Wednesday, May 02, 2007

When Did You First Realize You Were A Girl? (or Boy?)

There's an interesting conversation going on at Jed's about gender identity.

He actually asks *how* you know you're a girl/boy, but I'm also quite interested in when?

When did you know?

11 comments so far. What are your thoughts?

the only daughter said...

i was probably 3 or 4--my first recollections go back at least that far. as i am a younger sister to a boy child--he made it very clear that i was a girl, i.e. inferior from very early did most of my male cousins. the inferior/girl message continued when i started school at 4.

i'm fairly certain i was educated as to the biological differences from an even earlier age...certainly by 3..toddling around in dresses and short socks, being told to keep my knees together & being careful about toilet seats, all helped to serve up the message...loud.. you're a girl!

Kameron Hurley said...

And see, it's funny, because I don't remember being particularly gendered in the "wear dresses and play nice!" way until I started kindergarten, when going to/getting ready for class became performance art.

La Gringa said...

I guess I stoppped being in denial about it when I was about nine. I kept waiting for MY penis. I was very jealous of my brother - the whole writing your name in the snow thing is very cool when you are a kid.

I do remember when i was five that my mother made me wear a dress and that it was the first time I was conscious of it being a "dress" - ie, gilry clothes. I was really pissed off about it, and refused to wear one again until I started Catholic School, when I didn't have a choice.

It's REALLY hard to beat up boys on the playground when you're wearing a Gordon plaid skirt and knee socks, that's all I'm gonna say...

PerpetualBeginner said...

I don't remember ever NOT being aware of being a girl. I didn't consider it much of a big deal, though. It's just that being an only girl with two older brothers, when everybody in the family wanted a girl, it was always there in my awareness.
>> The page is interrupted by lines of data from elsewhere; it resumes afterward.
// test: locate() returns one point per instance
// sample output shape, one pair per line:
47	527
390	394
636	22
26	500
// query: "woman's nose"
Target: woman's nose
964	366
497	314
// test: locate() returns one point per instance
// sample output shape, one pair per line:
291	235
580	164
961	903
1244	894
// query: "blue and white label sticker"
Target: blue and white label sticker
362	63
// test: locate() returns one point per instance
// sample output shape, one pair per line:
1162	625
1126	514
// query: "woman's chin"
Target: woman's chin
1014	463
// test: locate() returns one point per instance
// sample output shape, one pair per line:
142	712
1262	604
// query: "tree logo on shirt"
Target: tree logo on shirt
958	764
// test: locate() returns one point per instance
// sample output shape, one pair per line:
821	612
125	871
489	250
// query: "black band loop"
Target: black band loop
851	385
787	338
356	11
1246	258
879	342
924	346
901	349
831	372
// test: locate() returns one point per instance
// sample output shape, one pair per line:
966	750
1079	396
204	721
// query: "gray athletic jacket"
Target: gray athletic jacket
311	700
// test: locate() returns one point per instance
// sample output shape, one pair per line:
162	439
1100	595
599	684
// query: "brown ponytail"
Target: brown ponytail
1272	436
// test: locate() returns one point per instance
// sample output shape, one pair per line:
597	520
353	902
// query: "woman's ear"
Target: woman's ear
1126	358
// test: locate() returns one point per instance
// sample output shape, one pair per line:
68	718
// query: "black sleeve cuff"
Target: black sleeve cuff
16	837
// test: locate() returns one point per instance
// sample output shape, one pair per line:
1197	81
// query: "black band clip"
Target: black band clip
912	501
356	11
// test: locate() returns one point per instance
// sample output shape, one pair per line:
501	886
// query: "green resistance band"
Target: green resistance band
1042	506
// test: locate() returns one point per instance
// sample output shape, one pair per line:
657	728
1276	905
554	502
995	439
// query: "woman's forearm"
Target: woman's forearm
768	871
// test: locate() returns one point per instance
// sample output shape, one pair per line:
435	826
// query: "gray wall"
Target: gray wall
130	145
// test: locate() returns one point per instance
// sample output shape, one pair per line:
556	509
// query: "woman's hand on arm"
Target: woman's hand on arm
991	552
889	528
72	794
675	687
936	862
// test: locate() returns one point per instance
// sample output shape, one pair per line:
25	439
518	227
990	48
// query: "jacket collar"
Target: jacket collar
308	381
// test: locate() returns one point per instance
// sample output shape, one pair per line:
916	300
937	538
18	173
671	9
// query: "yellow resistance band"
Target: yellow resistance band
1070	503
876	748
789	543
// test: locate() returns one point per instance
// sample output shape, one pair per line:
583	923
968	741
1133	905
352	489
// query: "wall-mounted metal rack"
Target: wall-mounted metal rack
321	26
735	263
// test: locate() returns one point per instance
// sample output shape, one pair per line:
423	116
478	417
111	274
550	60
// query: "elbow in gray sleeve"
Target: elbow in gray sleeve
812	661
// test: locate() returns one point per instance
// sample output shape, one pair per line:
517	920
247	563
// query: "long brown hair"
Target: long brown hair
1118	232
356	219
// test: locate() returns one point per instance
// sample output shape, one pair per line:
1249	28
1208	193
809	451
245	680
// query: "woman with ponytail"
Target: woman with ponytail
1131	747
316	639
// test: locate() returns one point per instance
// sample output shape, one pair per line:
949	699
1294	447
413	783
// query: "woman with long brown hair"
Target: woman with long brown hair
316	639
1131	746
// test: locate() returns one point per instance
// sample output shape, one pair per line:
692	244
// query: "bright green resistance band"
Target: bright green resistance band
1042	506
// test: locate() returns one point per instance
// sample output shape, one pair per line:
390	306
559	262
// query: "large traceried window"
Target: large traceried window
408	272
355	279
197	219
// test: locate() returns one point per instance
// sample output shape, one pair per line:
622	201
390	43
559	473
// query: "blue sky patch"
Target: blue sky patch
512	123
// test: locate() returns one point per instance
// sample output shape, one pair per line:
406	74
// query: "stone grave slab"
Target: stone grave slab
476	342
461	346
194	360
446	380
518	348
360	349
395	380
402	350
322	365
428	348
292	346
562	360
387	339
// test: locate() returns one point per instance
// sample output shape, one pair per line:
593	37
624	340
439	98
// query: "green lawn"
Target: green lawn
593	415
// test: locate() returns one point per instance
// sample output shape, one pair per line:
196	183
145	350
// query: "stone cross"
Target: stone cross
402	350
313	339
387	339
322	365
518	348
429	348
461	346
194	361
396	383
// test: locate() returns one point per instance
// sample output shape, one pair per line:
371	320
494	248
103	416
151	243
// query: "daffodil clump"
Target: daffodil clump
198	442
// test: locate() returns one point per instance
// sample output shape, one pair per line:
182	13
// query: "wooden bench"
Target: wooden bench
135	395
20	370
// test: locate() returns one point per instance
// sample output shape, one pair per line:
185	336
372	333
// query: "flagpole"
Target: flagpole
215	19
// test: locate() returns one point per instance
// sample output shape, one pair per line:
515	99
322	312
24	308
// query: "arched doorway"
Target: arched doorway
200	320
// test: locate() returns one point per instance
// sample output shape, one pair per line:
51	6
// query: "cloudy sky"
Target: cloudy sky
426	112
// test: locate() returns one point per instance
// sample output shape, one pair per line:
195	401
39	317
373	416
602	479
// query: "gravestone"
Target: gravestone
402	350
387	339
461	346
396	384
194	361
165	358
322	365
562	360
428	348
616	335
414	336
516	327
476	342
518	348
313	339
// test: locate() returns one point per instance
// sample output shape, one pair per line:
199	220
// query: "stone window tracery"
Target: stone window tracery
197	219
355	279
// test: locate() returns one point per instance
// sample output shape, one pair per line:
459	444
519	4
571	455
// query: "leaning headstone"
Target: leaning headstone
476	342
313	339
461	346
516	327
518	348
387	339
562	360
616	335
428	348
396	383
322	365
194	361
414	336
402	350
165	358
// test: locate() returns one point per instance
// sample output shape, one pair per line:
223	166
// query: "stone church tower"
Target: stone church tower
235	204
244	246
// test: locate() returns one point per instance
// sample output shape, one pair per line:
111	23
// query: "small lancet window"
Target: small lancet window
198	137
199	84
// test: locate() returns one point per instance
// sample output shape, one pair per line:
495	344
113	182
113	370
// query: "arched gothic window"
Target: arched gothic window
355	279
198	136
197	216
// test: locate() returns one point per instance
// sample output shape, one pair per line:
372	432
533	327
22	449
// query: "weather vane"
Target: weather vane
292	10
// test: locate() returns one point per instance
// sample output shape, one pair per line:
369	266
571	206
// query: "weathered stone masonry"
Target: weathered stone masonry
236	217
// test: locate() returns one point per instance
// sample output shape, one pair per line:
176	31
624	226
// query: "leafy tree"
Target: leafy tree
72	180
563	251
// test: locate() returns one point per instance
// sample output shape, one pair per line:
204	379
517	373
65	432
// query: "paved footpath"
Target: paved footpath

I do remember realizing somewhere around six that if I had been born a boy in that situation, it would have really sucked.

Kameron Hurley said...

Yeah, I remember associating a lot of my first awareness of difference with that whole difference in dress and behavior relating to dress, like Only Daughter and La Gringa mention: once you start getting put into dresses, not only do you realize that guys don't have to wear them, but there's none of that whole "keep your legs closed!" and cries for "Modesty!" (my grandmother was especially fond of admonishing my sister and I with "modesty! modesty!" when we wanted to rough and tumble while wearing clothes that billowed)

Djiril said...

I don't remember not knowing, but I do remember thinking that it was hair length that determined gender until my mom explained about boys and girls having different private parts.

Matthew said...

Hmmm. I can't remember a time before knowing that I was a boy. Not only was I a boy, but I was THE boy, champion of the universe at everything. I spent ages 12-20 learning about my limitations and slowly rejecting most of my cultural values, and since then I've had no idea what my gender means to me, if anything.

David said...

For me it goes back further than I can remember. Maybe because I was born in the early 70s, and my parents let my hair grow to "young Mark Hamill" length, and from time to time my mother had to thank strangers for the compliment but explain that the kid in the stroller was in fact a boy.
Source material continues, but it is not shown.